Les programmes de récupération pour le priolo, la noctule des Açores et les colonies de puffins cendrés sont financés par l’UE-LIFE. Le pétrel-tempête de Madère, également nicheur aux Açores, a son propre plan de récupération.
Questions fréquemment posées
Quel est le meilleur mois pour l'observation ornithologique ?
Avril à juin pour les oiseaux forestiers endémiques (priolo) et pour les migrateurs transatlantiques qui s’arrêtent sur les îles. Août à octobre pour le spectacle des oiseaux marins (le puffin cendré revient au crépuscule). Novembre à mars est plus calme mais reste productif pour les espèces résidentes, surtout les rapaces.
Y a-t-il des excursions guidées d'observation de la faune ?
Oui. La SPEA (Sociedade Portuguesa para o Estudo das Aves) organise des promenades d’une demi-journée pour observer le priolo depuis le centre de Lomba do Cavaleiro. Plusieurs opérateurs privés proposent des sorties nocturnes d’observation des puffins depuis Lajes (Pico) et Vila do Porto (Santa Maria). Pour la botanique, Walk and Talk Azores à São Miguel propose des promenades sur la flore menées par des naturalistes. Environ 25 € à 60 € par personne selon la durée.

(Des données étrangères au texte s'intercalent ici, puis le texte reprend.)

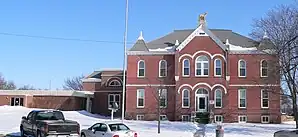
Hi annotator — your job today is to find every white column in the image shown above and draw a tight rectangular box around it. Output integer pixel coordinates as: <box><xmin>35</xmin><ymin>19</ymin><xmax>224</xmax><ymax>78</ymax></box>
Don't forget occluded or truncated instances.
<box><xmin>86</xmin><ymin>96</ymin><xmax>90</xmax><ymax>112</ymax></box>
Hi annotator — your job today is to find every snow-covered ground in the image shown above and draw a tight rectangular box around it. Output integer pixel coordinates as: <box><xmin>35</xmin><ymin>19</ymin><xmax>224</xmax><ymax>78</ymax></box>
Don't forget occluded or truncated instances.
<box><xmin>0</xmin><ymin>106</ymin><xmax>294</xmax><ymax>137</ymax></box>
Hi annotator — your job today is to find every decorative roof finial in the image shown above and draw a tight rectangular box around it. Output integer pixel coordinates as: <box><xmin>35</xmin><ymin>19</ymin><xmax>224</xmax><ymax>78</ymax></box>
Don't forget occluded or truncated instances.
<box><xmin>263</xmin><ymin>31</ymin><xmax>269</xmax><ymax>39</ymax></box>
<box><xmin>138</xmin><ymin>31</ymin><xmax>144</xmax><ymax>40</ymax></box>
<box><xmin>199</xmin><ymin>12</ymin><xmax>207</xmax><ymax>25</ymax></box>
<box><xmin>226</xmin><ymin>39</ymin><xmax>230</xmax><ymax>45</ymax></box>
<box><xmin>175</xmin><ymin>39</ymin><xmax>179</xmax><ymax>46</ymax></box>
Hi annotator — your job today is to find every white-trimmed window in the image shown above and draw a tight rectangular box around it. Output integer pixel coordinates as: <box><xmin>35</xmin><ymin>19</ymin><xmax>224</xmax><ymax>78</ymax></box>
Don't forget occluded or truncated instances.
<box><xmin>159</xmin><ymin>115</ymin><xmax>168</xmax><ymax>121</ymax></box>
<box><xmin>260</xmin><ymin>60</ymin><xmax>268</xmax><ymax>77</ymax></box>
<box><xmin>238</xmin><ymin>89</ymin><xmax>246</xmax><ymax>108</ymax></box>
<box><xmin>181</xmin><ymin>115</ymin><xmax>190</xmax><ymax>122</ymax></box>
<box><xmin>159</xmin><ymin>89</ymin><xmax>168</xmax><ymax>108</ymax></box>
<box><xmin>182</xmin><ymin>59</ymin><xmax>190</xmax><ymax>76</ymax></box>
<box><xmin>261</xmin><ymin>89</ymin><xmax>269</xmax><ymax>108</ymax></box>
<box><xmin>214</xmin><ymin>115</ymin><xmax>223</xmax><ymax>123</ymax></box>
<box><xmin>182</xmin><ymin>89</ymin><xmax>190</xmax><ymax>108</ymax></box>
<box><xmin>109</xmin><ymin>79</ymin><xmax>121</xmax><ymax>87</ymax></box>
<box><xmin>261</xmin><ymin>116</ymin><xmax>270</xmax><ymax>123</ymax></box>
<box><xmin>214</xmin><ymin>59</ymin><xmax>222</xmax><ymax>76</ymax></box>
<box><xmin>138</xmin><ymin>60</ymin><xmax>145</xmax><ymax>77</ymax></box>
<box><xmin>137</xmin><ymin>89</ymin><xmax>145</xmax><ymax>108</ymax></box>
<box><xmin>159</xmin><ymin>60</ymin><xmax>167</xmax><ymax>77</ymax></box>
<box><xmin>137</xmin><ymin>115</ymin><xmax>144</xmax><ymax>120</ymax></box>
<box><xmin>238</xmin><ymin>115</ymin><xmax>247</xmax><ymax>123</ymax></box>
<box><xmin>214</xmin><ymin>89</ymin><xmax>222</xmax><ymax>108</ymax></box>
<box><xmin>108</xmin><ymin>94</ymin><xmax>120</xmax><ymax>108</ymax></box>
<box><xmin>195</xmin><ymin>56</ymin><xmax>209</xmax><ymax>76</ymax></box>
<box><xmin>238</xmin><ymin>60</ymin><xmax>246</xmax><ymax>77</ymax></box>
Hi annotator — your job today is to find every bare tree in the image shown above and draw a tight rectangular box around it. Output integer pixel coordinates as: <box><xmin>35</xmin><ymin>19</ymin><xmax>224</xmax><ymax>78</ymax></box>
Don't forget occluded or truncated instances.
<box><xmin>63</xmin><ymin>75</ymin><xmax>84</xmax><ymax>90</ymax></box>
<box><xmin>251</xmin><ymin>1</ymin><xmax>298</xmax><ymax>128</ymax></box>
<box><xmin>18</xmin><ymin>85</ymin><xmax>35</xmax><ymax>90</ymax></box>
<box><xmin>0</xmin><ymin>74</ymin><xmax>16</xmax><ymax>90</ymax></box>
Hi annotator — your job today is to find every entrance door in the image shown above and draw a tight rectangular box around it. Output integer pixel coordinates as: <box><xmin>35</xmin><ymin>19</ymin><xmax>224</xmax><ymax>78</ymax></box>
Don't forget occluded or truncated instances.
<box><xmin>196</xmin><ymin>89</ymin><xmax>208</xmax><ymax>112</ymax></box>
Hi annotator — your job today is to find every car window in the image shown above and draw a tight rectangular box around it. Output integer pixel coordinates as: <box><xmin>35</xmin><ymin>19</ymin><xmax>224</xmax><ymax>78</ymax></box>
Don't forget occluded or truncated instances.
<box><xmin>109</xmin><ymin>124</ymin><xmax>130</xmax><ymax>131</ymax></box>
<box><xmin>99</xmin><ymin>124</ymin><xmax>108</xmax><ymax>132</ymax></box>
<box><xmin>36</xmin><ymin>111</ymin><xmax>64</xmax><ymax>120</ymax></box>
<box><xmin>91</xmin><ymin>123</ymin><xmax>100</xmax><ymax>131</ymax></box>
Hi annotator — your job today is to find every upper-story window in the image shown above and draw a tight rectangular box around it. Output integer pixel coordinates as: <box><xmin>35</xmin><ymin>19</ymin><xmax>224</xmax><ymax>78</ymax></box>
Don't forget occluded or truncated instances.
<box><xmin>109</xmin><ymin>79</ymin><xmax>121</xmax><ymax>87</ymax></box>
<box><xmin>238</xmin><ymin>60</ymin><xmax>246</xmax><ymax>77</ymax></box>
<box><xmin>261</xmin><ymin>60</ymin><xmax>268</xmax><ymax>77</ymax></box>
<box><xmin>138</xmin><ymin>60</ymin><xmax>145</xmax><ymax>77</ymax></box>
<box><xmin>182</xmin><ymin>59</ymin><xmax>190</xmax><ymax>76</ymax></box>
<box><xmin>196</xmin><ymin>56</ymin><xmax>209</xmax><ymax>76</ymax></box>
<box><xmin>159</xmin><ymin>60</ymin><xmax>167</xmax><ymax>77</ymax></box>
<box><xmin>214</xmin><ymin>59</ymin><xmax>222</xmax><ymax>76</ymax></box>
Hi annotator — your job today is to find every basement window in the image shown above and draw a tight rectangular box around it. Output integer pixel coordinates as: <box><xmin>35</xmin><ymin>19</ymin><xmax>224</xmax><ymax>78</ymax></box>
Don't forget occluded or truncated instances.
<box><xmin>261</xmin><ymin>116</ymin><xmax>270</xmax><ymax>123</ymax></box>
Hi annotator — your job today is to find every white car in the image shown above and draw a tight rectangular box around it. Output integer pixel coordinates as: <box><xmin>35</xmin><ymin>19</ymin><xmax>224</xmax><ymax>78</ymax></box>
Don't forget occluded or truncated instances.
<box><xmin>81</xmin><ymin>122</ymin><xmax>138</xmax><ymax>137</ymax></box>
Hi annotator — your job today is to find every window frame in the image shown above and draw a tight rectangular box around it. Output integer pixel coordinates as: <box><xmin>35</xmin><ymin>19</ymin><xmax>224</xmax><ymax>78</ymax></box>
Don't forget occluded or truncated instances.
<box><xmin>214</xmin><ymin>58</ymin><xmax>222</xmax><ymax>77</ymax></box>
<box><xmin>238</xmin><ymin>88</ymin><xmax>247</xmax><ymax>108</ymax></box>
<box><xmin>108</xmin><ymin>94</ymin><xmax>121</xmax><ymax>109</ymax></box>
<box><xmin>238</xmin><ymin>115</ymin><xmax>247</xmax><ymax>123</ymax></box>
<box><xmin>109</xmin><ymin>79</ymin><xmax>122</xmax><ymax>87</ymax></box>
<box><xmin>181</xmin><ymin>115</ymin><xmax>191</xmax><ymax>122</ymax></box>
<box><xmin>260</xmin><ymin>59</ymin><xmax>268</xmax><ymax>78</ymax></box>
<box><xmin>261</xmin><ymin>89</ymin><xmax>270</xmax><ymax>109</ymax></box>
<box><xmin>158</xmin><ymin>88</ymin><xmax>168</xmax><ymax>108</ymax></box>
<box><xmin>158</xmin><ymin>60</ymin><xmax>168</xmax><ymax>78</ymax></box>
<box><xmin>195</xmin><ymin>55</ymin><xmax>210</xmax><ymax>77</ymax></box>
<box><xmin>214</xmin><ymin>89</ymin><xmax>223</xmax><ymax>108</ymax></box>
<box><xmin>214</xmin><ymin>115</ymin><xmax>223</xmax><ymax>123</ymax></box>
<box><xmin>159</xmin><ymin>115</ymin><xmax>168</xmax><ymax>121</ymax></box>
<box><xmin>238</xmin><ymin>59</ymin><xmax>247</xmax><ymax>78</ymax></box>
<box><xmin>136</xmin><ymin>115</ymin><xmax>145</xmax><ymax>121</ymax></box>
<box><xmin>182</xmin><ymin>59</ymin><xmax>190</xmax><ymax>77</ymax></box>
<box><xmin>137</xmin><ymin>89</ymin><xmax>145</xmax><ymax>108</ymax></box>
<box><xmin>261</xmin><ymin>115</ymin><xmax>270</xmax><ymax>124</ymax></box>
<box><xmin>137</xmin><ymin>60</ymin><xmax>146</xmax><ymax>78</ymax></box>
<box><xmin>182</xmin><ymin>89</ymin><xmax>190</xmax><ymax>108</ymax></box>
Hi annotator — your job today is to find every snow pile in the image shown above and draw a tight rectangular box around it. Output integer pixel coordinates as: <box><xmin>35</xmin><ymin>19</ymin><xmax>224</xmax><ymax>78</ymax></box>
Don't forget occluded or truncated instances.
<box><xmin>0</xmin><ymin>106</ymin><xmax>295</xmax><ymax>137</ymax></box>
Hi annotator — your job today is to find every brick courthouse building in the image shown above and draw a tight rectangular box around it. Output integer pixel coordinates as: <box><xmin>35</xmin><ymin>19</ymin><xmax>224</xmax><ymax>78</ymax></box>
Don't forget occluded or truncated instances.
<box><xmin>126</xmin><ymin>15</ymin><xmax>281</xmax><ymax>123</ymax></box>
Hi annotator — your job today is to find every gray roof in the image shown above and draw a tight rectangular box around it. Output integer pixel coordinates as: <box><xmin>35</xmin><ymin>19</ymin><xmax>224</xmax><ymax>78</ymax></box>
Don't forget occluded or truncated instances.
<box><xmin>130</xmin><ymin>29</ymin><xmax>259</xmax><ymax>51</ymax></box>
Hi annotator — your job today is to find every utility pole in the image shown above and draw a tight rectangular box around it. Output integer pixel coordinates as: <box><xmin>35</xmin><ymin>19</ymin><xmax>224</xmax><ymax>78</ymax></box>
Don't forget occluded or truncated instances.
<box><xmin>122</xmin><ymin>0</ymin><xmax>128</xmax><ymax>123</ymax></box>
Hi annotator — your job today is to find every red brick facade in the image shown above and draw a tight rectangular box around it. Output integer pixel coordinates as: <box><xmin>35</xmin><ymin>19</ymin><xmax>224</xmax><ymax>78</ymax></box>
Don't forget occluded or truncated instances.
<box><xmin>126</xmin><ymin>36</ymin><xmax>281</xmax><ymax>123</ymax></box>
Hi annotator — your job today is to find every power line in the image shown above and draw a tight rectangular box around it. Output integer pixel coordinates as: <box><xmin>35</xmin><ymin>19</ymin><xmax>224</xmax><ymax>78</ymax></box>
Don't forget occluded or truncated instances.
<box><xmin>0</xmin><ymin>32</ymin><xmax>179</xmax><ymax>45</ymax></box>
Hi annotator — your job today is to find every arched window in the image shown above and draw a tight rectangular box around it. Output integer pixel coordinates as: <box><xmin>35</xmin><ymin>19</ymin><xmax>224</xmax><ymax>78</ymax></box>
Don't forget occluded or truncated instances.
<box><xmin>238</xmin><ymin>60</ymin><xmax>246</xmax><ymax>77</ymax></box>
<box><xmin>261</xmin><ymin>60</ymin><xmax>268</xmax><ymax>77</ymax></box>
<box><xmin>214</xmin><ymin>59</ymin><xmax>222</xmax><ymax>76</ymax></box>
<box><xmin>182</xmin><ymin>89</ymin><xmax>190</xmax><ymax>108</ymax></box>
<box><xmin>109</xmin><ymin>79</ymin><xmax>121</xmax><ymax>87</ymax></box>
<box><xmin>182</xmin><ymin>59</ymin><xmax>190</xmax><ymax>76</ymax></box>
<box><xmin>196</xmin><ymin>56</ymin><xmax>209</xmax><ymax>76</ymax></box>
<box><xmin>214</xmin><ymin>89</ymin><xmax>222</xmax><ymax>108</ymax></box>
<box><xmin>138</xmin><ymin>60</ymin><xmax>145</xmax><ymax>77</ymax></box>
<box><xmin>159</xmin><ymin>60</ymin><xmax>167</xmax><ymax>77</ymax></box>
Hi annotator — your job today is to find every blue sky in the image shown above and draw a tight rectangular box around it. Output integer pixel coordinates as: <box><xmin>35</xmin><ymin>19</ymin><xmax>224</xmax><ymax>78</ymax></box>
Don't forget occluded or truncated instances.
<box><xmin>0</xmin><ymin>0</ymin><xmax>292</xmax><ymax>89</ymax></box>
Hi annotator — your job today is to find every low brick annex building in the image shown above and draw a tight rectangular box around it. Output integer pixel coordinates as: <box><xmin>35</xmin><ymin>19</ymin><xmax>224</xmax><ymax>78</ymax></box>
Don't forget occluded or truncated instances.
<box><xmin>125</xmin><ymin>15</ymin><xmax>281</xmax><ymax>123</ymax></box>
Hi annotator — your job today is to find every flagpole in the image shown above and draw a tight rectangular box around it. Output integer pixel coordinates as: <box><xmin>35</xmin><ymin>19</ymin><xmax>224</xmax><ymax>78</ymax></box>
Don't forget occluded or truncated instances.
<box><xmin>121</xmin><ymin>0</ymin><xmax>128</xmax><ymax>123</ymax></box>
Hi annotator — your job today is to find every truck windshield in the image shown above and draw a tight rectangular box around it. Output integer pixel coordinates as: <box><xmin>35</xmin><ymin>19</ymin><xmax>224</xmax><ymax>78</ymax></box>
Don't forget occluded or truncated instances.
<box><xmin>109</xmin><ymin>124</ymin><xmax>130</xmax><ymax>131</ymax></box>
<box><xmin>36</xmin><ymin>111</ymin><xmax>64</xmax><ymax>120</ymax></box>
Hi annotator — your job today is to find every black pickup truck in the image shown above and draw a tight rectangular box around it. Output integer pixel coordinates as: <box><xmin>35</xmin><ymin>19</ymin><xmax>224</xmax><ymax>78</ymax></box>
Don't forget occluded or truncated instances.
<box><xmin>20</xmin><ymin>110</ymin><xmax>80</xmax><ymax>137</ymax></box>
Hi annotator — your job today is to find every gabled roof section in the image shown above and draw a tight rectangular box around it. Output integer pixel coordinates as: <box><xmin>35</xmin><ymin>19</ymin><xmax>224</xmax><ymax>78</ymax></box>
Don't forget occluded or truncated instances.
<box><xmin>176</xmin><ymin>24</ymin><xmax>227</xmax><ymax>51</ymax></box>
<box><xmin>129</xmin><ymin>32</ymin><xmax>149</xmax><ymax>51</ymax></box>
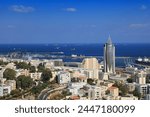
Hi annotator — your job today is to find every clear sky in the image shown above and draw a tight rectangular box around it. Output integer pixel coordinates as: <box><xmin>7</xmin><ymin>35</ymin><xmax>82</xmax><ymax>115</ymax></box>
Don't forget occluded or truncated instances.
<box><xmin>0</xmin><ymin>0</ymin><xmax>150</xmax><ymax>44</ymax></box>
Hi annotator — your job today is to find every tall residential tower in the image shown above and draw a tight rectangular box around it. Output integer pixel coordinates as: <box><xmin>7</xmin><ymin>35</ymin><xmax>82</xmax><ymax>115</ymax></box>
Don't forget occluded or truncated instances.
<box><xmin>104</xmin><ymin>36</ymin><xmax>115</xmax><ymax>74</ymax></box>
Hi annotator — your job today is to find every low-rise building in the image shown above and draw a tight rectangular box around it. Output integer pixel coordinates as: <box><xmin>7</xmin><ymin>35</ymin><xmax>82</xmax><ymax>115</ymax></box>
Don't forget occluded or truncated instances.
<box><xmin>30</xmin><ymin>72</ymin><xmax>42</xmax><ymax>81</ymax></box>
<box><xmin>58</xmin><ymin>71</ymin><xmax>71</xmax><ymax>84</ymax></box>
<box><xmin>108</xmin><ymin>86</ymin><xmax>119</xmax><ymax>97</ymax></box>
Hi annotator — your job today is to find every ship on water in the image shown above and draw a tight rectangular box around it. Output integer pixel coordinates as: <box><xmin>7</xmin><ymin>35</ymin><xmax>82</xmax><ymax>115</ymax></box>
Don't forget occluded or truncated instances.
<box><xmin>135</xmin><ymin>57</ymin><xmax>150</xmax><ymax>66</ymax></box>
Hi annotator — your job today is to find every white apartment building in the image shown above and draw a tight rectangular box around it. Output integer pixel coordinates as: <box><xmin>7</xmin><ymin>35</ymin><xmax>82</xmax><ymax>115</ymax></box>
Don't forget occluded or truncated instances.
<box><xmin>58</xmin><ymin>71</ymin><xmax>71</xmax><ymax>84</ymax></box>
<box><xmin>88</xmin><ymin>86</ymin><xmax>102</xmax><ymax>100</ymax></box>
<box><xmin>30</xmin><ymin>72</ymin><xmax>42</xmax><ymax>81</ymax></box>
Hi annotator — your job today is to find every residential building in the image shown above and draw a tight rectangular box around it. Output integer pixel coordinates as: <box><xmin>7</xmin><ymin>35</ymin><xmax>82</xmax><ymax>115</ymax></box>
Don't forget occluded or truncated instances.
<box><xmin>104</xmin><ymin>36</ymin><xmax>115</xmax><ymax>74</ymax></box>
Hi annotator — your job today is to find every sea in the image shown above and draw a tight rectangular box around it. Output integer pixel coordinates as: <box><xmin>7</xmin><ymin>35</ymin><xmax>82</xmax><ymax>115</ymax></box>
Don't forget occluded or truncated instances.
<box><xmin>0</xmin><ymin>43</ymin><xmax>150</xmax><ymax>67</ymax></box>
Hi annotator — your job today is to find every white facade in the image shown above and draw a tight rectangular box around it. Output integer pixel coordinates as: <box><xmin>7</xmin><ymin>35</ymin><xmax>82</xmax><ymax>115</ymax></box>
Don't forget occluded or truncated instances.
<box><xmin>136</xmin><ymin>71</ymin><xmax>146</xmax><ymax>84</ymax></box>
<box><xmin>58</xmin><ymin>72</ymin><xmax>71</xmax><ymax>84</ymax></box>
<box><xmin>145</xmin><ymin>94</ymin><xmax>150</xmax><ymax>100</ymax></box>
<box><xmin>88</xmin><ymin>86</ymin><xmax>102</xmax><ymax>100</ymax></box>
<box><xmin>104</xmin><ymin>36</ymin><xmax>115</xmax><ymax>74</ymax></box>
<box><xmin>68</xmin><ymin>82</ymin><xmax>86</xmax><ymax>95</ymax></box>
<box><xmin>30</xmin><ymin>72</ymin><xmax>42</xmax><ymax>80</ymax></box>
<box><xmin>84</xmin><ymin>69</ymin><xmax>99</xmax><ymax>79</ymax></box>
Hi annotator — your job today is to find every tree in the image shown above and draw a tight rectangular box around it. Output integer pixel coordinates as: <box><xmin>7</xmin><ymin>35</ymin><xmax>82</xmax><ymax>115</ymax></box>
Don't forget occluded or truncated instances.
<box><xmin>3</xmin><ymin>68</ymin><xmax>16</xmax><ymax>80</ymax></box>
<box><xmin>29</xmin><ymin>66</ymin><xmax>36</xmax><ymax>73</ymax></box>
<box><xmin>133</xmin><ymin>88</ymin><xmax>142</xmax><ymax>99</ymax></box>
<box><xmin>146</xmin><ymin>74</ymin><xmax>150</xmax><ymax>83</ymax></box>
<box><xmin>10</xmin><ymin>89</ymin><xmax>21</xmax><ymax>96</ymax></box>
<box><xmin>113</xmin><ymin>81</ymin><xmax>129</xmax><ymax>96</ymax></box>
<box><xmin>37</xmin><ymin>63</ymin><xmax>45</xmax><ymax>72</ymax></box>
<box><xmin>41</xmin><ymin>69</ymin><xmax>52</xmax><ymax>82</ymax></box>
<box><xmin>31</xmin><ymin>83</ymin><xmax>48</xmax><ymax>95</ymax></box>
<box><xmin>17</xmin><ymin>75</ymin><xmax>33</xmax><ymax>89</ymax></box>
<box><xmin>87</xmin><ymin>78</ymin><xmax>94</xmax><ymax>85</ymax></box>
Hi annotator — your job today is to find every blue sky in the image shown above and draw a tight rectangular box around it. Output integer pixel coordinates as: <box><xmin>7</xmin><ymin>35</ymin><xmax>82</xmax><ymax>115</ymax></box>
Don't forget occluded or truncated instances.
<box><xmin>0</xmin><ymin>0</ymin><xmax>150</xmax><ymax>43</ymax></box>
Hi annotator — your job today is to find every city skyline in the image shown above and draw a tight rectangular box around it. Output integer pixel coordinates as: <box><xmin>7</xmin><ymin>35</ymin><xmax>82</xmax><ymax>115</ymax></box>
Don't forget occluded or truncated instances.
<box><xmin>0</xmin><ymin>0</ymin><xmax>150</xmax><ymax>44</ymax></box>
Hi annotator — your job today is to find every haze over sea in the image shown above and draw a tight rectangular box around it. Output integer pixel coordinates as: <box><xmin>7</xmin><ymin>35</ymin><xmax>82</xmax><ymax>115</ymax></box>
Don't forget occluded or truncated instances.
<box><xmin>0</xmin><ymin>43</ymin><xmax>150</xmax><ymax>57</ymax></box>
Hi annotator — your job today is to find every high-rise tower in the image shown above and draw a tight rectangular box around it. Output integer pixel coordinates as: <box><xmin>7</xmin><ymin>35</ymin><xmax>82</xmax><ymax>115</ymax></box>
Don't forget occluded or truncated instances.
<box><xmin>104</xmin><ymin>36</ymin><xmax>115</xmax><ymax>74</ymax></box>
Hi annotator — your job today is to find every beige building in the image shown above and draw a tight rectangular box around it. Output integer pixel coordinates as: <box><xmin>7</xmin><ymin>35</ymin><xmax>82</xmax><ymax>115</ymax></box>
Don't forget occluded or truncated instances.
<box><xmin>16</xmin><ymin>69</ymin><xmax>30</xmax><ymax>77</ymax></box>
<box><xmin>108</xmin><ymin>87</ymin><xmax>119</xmax><ymax>97</ymax></box>
<box><xmin>30</xmin><ymin>72</ymin><xmax>42</xmax><ymax>80</ymax></box>
<box><xmin>82</xmin><ymin>58</ymin><xmax>99</xmax><ymax>70</ymax></box>
<box><xmin>88</xmin><ymin>86</ymin><xmax>102</xmax><ymax>100</ymax></box>
<box><xmin>82</xmin><ymin>58</ymin><xmax>99</xmax><ymax>79</ymax></box>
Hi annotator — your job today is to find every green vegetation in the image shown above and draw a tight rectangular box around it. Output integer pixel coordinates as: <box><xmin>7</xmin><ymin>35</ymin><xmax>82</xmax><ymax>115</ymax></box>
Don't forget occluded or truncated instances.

Verrai-je le priolo lors d'un voyage normal ?
Seulement si vous le cherchez spécifiquement. Le priolo est limité à une petite zone de l’est de São Miguel et n’est pas visible depuis les routes principales ou les points de vue touristiques. Le sentier nature Trilho do Priolo à Lombadas est le moyen pratique. Sans le sentier et sans jumelles, la probabilité est essentiellement nulle.
Les forêts de lauriers sont-elles faciles à parcourir ?
Les sentiers PR balisés (Pequena Rota) sont bien aménagés et faciles. La marche hors sentier est vraiment difficile : le sous-bois est dense, glissant, plein d’obstacles. Restez sur les chemins balisés. Le Trilho do Priolo et la randonnée Faial da Terra–Sanguinho sont les deux meilleures promenades en forêt de lauriers accessibles à toute personne en bonne forme physique.
Qu'en est-il des vaches et des hortensias, sont-ils vraiment un problème ?
Écologiquement, oui. L’élevage laitier consomme la majeure partie des terres agricoles basses et le pâturage est principalement composé d’espèces de graminées introduites. Les haies d’hortensias occupent des terres qui autrement abriteraient de la flore endémique. Les Açores ont choisi un équilibre pragmatique : produits laitiers et tourisme sur les pentes basses, protection de la biodiversité au-dessus de 500 m. C’est un compromis qui fonctionne plutôt bien pour les deux.